İrlanda Başbakanı Leo Varadkar, Brexit anlaşmasının bir parçası olan tartışmalı Kuzey İrlanda Protokolü'nün "fazla katı" olduğunu belirterek protokolle ilgili sorunları çözmeye çalışırken "esnek ve makul" olma sözü verdi.

Ülke basınındaki haberlere göre, Varadkar, İrlanda'nın başkenti Dublin'de yaptığı açıklamada, Kuzey İrlanda Protokolü tasarlandığında ve başlangıçta müzakere edildiğinde biraz "fazla katı" olduğu değerlendirmesinde bulundu.

Varadkar, "Eminim hepimiz Brexit'i ele alırken hatalar yaptık. Yol haritası yoktu, kılavuz yoktu, olmasını beklediğimiz bir şey değildi ve hepimiz bununla başa çıkmak için elimizden gelenin en iyisini yaptık." ifadelerini kullandı.

Protokolün tam uygulanmadan işe yaradığını gördüklerini belirten Varadkar, şunları kaydetti:

"İşte bu yüzden esneklik ve değişiklik için yer olduğunu düşünüyorum. Biz buna açığız ve hazırız, (Avrupa Komisyonu Başkanı) Ursula von der Leyen ve (AB Komisyonu Başkan Yardımcısı) Maros Sefcovic, onların da pozisyonu bu. Yani esneklik göstermeye ve tavizler vermeye hazırız.
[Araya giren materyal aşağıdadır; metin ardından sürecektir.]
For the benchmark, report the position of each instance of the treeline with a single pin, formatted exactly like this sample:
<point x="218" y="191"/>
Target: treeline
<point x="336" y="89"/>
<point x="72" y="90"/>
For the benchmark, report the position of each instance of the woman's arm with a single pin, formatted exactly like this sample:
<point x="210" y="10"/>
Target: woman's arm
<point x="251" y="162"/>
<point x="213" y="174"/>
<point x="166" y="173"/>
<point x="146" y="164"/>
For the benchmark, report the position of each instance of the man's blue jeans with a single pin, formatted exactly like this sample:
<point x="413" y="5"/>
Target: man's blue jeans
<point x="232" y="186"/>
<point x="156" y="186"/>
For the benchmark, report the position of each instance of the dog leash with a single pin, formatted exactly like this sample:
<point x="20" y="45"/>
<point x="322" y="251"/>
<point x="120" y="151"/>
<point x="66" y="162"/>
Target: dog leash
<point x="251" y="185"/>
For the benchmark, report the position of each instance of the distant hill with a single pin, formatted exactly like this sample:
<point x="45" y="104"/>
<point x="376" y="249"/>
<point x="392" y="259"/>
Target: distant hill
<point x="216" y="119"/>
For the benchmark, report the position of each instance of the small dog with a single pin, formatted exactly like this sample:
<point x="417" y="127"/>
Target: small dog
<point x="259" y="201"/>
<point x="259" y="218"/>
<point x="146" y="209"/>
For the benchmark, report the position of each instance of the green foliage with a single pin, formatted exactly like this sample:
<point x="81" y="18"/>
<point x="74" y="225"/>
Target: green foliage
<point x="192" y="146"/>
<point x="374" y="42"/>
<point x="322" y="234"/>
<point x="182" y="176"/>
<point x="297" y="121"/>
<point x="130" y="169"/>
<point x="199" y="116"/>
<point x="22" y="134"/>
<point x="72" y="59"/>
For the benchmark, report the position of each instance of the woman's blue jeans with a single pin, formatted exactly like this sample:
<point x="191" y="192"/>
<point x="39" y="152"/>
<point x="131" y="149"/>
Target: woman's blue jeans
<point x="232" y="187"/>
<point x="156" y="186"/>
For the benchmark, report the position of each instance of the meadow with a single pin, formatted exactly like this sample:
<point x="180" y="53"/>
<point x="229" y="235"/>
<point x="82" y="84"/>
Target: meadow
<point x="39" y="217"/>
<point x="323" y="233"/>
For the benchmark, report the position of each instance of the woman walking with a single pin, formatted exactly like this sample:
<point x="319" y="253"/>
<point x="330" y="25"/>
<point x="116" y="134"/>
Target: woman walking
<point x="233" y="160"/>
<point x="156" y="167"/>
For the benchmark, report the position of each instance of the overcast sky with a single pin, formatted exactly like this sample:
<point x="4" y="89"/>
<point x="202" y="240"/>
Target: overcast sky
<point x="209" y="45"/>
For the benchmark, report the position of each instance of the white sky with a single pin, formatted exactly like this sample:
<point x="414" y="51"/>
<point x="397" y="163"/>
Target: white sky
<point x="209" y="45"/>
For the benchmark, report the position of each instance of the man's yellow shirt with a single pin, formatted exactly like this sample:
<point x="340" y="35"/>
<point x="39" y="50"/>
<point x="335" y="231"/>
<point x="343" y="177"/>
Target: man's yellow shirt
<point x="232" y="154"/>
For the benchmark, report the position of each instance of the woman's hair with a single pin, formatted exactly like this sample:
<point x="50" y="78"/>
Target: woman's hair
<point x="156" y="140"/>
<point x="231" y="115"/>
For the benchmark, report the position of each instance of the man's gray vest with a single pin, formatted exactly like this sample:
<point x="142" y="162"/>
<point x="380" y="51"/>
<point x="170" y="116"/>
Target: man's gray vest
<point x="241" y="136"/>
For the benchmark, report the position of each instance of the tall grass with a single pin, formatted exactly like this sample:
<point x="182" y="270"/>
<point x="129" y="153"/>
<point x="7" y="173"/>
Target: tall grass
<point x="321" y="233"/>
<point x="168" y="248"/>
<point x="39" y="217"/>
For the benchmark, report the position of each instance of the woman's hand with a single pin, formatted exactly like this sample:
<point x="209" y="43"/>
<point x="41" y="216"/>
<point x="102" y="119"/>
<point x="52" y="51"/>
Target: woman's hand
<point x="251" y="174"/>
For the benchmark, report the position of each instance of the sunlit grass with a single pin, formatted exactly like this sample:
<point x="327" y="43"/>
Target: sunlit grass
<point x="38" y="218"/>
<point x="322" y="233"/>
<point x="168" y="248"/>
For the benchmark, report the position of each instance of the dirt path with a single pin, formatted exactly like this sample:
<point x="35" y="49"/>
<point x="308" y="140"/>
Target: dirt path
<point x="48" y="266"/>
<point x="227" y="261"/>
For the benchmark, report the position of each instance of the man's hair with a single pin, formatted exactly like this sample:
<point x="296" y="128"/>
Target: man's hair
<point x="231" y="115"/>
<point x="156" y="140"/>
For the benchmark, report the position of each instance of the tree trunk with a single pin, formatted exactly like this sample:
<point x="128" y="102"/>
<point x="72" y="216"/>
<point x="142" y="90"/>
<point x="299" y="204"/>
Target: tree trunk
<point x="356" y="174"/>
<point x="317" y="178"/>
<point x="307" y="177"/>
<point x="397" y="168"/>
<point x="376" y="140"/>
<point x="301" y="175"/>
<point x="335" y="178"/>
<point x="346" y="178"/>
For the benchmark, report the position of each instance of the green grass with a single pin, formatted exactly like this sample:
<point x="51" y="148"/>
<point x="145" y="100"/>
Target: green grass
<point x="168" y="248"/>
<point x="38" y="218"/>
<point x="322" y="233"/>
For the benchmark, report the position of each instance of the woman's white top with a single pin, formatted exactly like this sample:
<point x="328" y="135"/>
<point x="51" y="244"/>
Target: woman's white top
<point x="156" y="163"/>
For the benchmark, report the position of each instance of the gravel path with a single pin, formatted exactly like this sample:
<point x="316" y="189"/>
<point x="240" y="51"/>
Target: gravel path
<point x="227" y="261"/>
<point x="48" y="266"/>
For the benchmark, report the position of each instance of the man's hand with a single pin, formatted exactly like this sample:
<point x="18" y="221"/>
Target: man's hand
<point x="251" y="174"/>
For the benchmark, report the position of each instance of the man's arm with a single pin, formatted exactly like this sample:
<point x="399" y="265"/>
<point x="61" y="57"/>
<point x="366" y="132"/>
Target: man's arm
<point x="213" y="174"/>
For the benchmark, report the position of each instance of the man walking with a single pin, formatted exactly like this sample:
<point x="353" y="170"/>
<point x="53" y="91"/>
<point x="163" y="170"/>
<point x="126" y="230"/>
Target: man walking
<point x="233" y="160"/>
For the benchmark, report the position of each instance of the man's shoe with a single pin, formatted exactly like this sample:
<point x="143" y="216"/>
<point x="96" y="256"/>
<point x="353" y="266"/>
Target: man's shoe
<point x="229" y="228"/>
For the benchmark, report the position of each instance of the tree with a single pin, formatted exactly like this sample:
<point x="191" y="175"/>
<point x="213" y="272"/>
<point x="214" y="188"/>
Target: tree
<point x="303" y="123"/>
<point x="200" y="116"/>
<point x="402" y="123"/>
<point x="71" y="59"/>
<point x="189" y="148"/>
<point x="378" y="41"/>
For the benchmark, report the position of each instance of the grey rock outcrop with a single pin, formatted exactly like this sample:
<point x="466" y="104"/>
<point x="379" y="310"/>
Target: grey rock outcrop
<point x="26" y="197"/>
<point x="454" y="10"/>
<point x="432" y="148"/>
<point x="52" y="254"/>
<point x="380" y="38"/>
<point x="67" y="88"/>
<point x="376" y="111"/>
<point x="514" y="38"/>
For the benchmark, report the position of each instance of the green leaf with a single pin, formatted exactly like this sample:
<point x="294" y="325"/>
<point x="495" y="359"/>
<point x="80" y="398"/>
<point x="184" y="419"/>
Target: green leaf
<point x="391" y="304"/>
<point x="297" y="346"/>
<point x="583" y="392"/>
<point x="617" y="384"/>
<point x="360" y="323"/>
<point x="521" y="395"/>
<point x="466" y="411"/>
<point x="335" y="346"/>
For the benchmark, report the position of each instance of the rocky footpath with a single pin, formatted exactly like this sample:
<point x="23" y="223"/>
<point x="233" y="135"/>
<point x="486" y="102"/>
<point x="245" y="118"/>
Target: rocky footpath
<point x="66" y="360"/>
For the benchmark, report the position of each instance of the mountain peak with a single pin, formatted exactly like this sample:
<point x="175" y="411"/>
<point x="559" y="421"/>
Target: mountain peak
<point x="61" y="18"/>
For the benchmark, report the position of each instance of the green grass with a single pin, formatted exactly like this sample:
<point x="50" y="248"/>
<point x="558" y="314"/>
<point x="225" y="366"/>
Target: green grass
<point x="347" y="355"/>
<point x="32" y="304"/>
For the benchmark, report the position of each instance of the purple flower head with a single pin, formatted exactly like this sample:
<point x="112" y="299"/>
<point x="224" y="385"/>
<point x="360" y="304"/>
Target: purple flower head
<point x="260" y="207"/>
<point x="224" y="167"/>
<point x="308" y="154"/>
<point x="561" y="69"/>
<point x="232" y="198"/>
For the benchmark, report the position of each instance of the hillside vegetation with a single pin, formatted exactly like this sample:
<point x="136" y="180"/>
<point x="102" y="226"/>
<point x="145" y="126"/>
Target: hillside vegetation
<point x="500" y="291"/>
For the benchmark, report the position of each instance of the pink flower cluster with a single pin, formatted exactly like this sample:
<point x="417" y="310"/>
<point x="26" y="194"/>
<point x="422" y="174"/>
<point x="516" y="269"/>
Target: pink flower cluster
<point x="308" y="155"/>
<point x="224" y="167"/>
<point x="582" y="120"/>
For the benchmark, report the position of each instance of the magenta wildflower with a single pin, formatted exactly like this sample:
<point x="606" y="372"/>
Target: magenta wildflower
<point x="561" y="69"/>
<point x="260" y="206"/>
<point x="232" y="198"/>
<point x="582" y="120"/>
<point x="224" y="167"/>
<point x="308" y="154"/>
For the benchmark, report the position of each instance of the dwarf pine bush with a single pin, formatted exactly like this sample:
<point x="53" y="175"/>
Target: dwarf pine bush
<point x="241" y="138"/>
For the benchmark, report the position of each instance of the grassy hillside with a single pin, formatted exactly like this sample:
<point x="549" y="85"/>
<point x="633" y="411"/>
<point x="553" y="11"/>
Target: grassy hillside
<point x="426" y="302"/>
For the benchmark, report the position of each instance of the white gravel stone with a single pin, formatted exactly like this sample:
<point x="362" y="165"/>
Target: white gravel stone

Bir anlaşma olmasını istiyoruz."

Varadkar, bir çözüm bulmak için Kuzey İrlanda'ya giderek tüm taraflarla görüşmeyi dört gözle beklediğinin altını çizdi.

TARTIŞMALI KUZEY İRLANDA PROTOKOLÜ

Brexit anlaşmasının bir parçası olan Kuzey İrlanda Protokolü, Birleşik Krallık'ın parçası olan Kuzey İrlanda ile AB üyesi İrlanda Cumhuriyeti arasındaki ticareti düzenliyor.

Protokole göre, Brexit'e rağmen Kuzey İrlanda, AB'nin gümrük birliği kurallarına tabi olmaya devam ediyor. Birleşik Krallık'ın geri kalanıyla ticareti ise Kuzey İrlanda limanlarında gümrüğe tabi tutuluyor.

Katolik ayrılıkçılar ile İngiltere'yle birlik yanlısı Protestanlar arasındaki savaşı sona erdiren Belfast Anlaşması (Hayırlı Cuma Anlaşması) gereği, kontrollerin yapılabildiği fiziki bir kara sınırı oluşturulamıyor. Bu yüzden kontrollerin ancak denizde yapılması kararlaştırılsa da uygulanmasında sorunlar yaşanıyor.

İngiltere, ülkenin toprak bütünlüğünü tehdit ettiğini savunduğu protokolün geniş ölçüde değiştirilmesini istiyor. AB ise buna sıcak bakmıyor.